1. Pick the a-ha moment
Build around the one workflow that makes your value obvious. Resist showing everything.
2. Capture your product
Use the browser extension to grab the screens for that flow. Choose HTML for editability.
3. Trim and annotate
Cut to 5 to 13 steps, add tooltips, highlight the right elements, and mask sensitive data.
4. Add a call to action
End with one clear next step, such as start free trial or book a demo.
5. Embed and measure
Publish to your site, then watch completion and drop-off so you can improve it.
Metrics to Track
An interactive demo is only as good as what you learn from it.

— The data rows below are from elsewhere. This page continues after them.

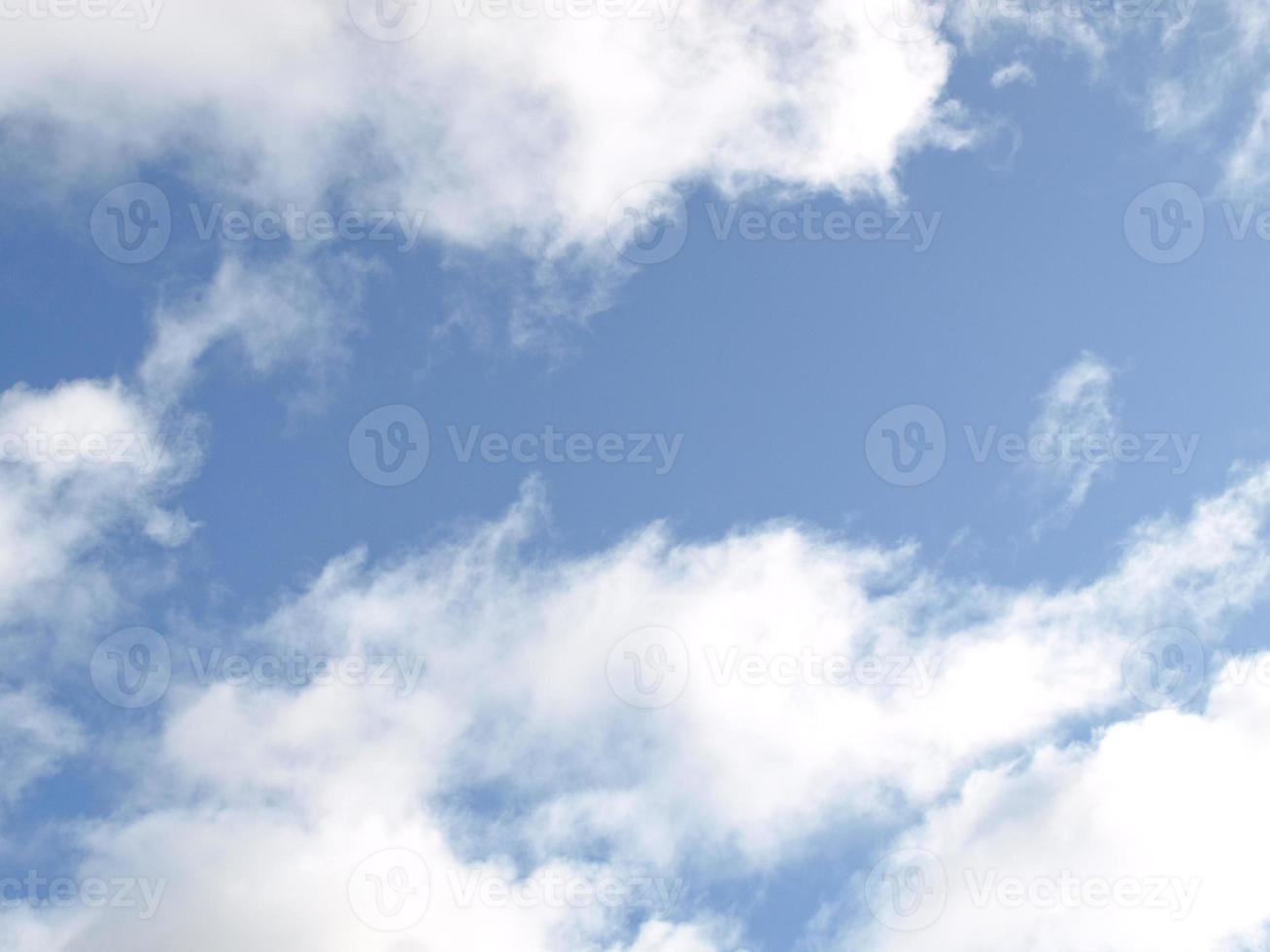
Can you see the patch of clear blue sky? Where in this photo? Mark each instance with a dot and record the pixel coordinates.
(772, 358)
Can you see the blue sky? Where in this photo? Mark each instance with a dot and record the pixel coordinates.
(743, 376)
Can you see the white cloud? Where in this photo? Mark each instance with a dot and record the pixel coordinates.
(37, 736)
(1077, 422)
(513, 135)
(1152, 836)
(289, 313)
(1017, 71)
(260, 802)
(82, 460)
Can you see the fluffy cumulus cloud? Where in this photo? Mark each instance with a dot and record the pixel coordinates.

These are the numbers that matter:
| Metric | What it tells you |
|---|---|
| Start rate | How compelling your demo button and placement are. |
| Completion rate | Whether your flow is the right length and stays interesting. |
| Step drop-off | The exact step where people leave, so you know what to fix. |
| CTA click rate | How well the demo converts attention into a next step. |
| Demo-influenced pipeline | Revenue impact, once engagement flows into your CRM. |
Frequently Asked Questions
What is an interactive demo?
An interactive demo is a clickable, self-guided version of your product that prospects can explore on their own. It looks and behaves like the real app, with guided steps and tooltips, but runs on a captured copy, so no one needs to log in or access live data.
How is an interactive demo different from a product tour?
They overlap. A product tour usually guides an existing user inside the live app, while an interactive demo is a standalone, captured experience used for marketing and sales before someone signs up. Many tools build both.
Do interactive demos work on mobile?
Yes. Good interactive demo software adapts to mobile with scaled views or swipe-based navigation. Navattic research found 52% of demos now have a mobile strategy, so mobile support is worth confirming before you choose a tool.
Should interactive demos be gated behind a form?
Often not. Navattic research found 65% of demos are ungated and ungated demos saw higher engagement. A balanced approach lets visitors explore freely, then asks for an email at a high-intent moment.
How long should an interactive demo be?
Keep each flow short. Industry data points to roughly 5 to 13 steps per flow as the sweet spot, with multi-flow demos completing better than one long flow. If you have more to show, split it into focused flows.